Gateway to Mount St. Helens and Mount Adams

Randle is a mainly residential community, in unincorporated Lewis County with some services and supplies. It has an active timber mill and the ranger station for the Cowlitz Valley Ranger District of the Gifford Pinchot National Forest.

Randle, 49 miles east of I-5, is also the intersection between the White Pass Scenic Byway and the road connecting to the major roads through the Gifford Pinchot National Forest, FS 23, FS 25 and FS 99. This is the direct route to the Windy Ridge viewpoint of Mount St. Helens, Mount Adams backcountry and to a wide variety of outdoor recreation in the forest. Randle is home to a herd of resident elk who often graze in fields along the roadside. The Cowlitz River is a great fishing area and the scenic beauty is beyond compare. 

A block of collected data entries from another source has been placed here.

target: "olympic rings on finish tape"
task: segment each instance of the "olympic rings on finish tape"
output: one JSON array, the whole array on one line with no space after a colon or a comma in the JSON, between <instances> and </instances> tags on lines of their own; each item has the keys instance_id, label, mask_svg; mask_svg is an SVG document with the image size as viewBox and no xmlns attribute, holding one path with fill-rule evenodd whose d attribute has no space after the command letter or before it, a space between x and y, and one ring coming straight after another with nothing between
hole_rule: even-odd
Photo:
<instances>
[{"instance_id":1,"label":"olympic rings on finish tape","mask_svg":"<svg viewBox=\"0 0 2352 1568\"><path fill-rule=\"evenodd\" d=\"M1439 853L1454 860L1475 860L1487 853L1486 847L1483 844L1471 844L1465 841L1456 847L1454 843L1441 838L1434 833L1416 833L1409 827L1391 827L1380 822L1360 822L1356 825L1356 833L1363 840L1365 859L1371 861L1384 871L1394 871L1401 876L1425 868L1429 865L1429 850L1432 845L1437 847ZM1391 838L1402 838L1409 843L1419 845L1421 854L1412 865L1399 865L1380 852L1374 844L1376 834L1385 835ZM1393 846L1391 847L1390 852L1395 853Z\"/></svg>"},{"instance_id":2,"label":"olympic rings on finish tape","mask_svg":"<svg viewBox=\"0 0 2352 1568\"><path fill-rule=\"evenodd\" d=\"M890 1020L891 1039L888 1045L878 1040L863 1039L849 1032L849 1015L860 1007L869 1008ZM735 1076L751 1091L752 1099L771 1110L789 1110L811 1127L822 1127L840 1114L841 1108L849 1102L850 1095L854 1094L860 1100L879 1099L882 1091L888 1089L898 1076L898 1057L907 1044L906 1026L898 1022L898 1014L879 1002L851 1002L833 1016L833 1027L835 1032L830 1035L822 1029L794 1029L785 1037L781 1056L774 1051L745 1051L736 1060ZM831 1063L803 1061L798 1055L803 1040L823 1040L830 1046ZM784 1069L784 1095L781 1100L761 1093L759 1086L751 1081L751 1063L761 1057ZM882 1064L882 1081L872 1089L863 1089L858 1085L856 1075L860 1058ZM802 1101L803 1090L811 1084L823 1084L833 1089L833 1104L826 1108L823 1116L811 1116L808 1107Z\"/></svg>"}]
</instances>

Situated along the busy US Highway 12, White Pass Scenic Byway in Randle near milepost 116, you will find one of the area's hidden gems. Since 1973, the local community members of the Illahee Garden Club have been maintaining a small, but significant roadside attraction. Funding from a grant helped revive the garden in 2019-2020. The Big Bottom Valley, named for the "big" flat valley floor that is at the base of Mount Adams, Mount Rainier, and Mount St. Helens. The area was named for James L. Randle, the first justice of the peace in the area in 1886. Another famous heritage was Matriarch Mary Kiona of the Upper Cowlitz Native American Tribe, who lived her entire life in the Randle area until her death in 1970 at an age reported to be 115-121 years. She is famous for her basket-making craft using local plant resources. 

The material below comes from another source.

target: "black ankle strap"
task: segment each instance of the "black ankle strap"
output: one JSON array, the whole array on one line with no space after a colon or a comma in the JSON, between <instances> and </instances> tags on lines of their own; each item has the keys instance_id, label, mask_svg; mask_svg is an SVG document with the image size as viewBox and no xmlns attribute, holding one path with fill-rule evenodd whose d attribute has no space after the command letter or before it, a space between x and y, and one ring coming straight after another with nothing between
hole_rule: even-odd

The distinction as the Blue Star Memorial Highway was bestowed on this Illahee Roadside Park in 2007. The National program sets tribute to all men and women who serve in the US Armed Services and was started by the National Garden Clubs, inc in 1945 during World War II. A flagpole is was added to the park at that time. Illahee, meaning the Universe..the sun, moon and stars, the earth and every growing thing aptly applies to this group dedicated to preserving our native gardens.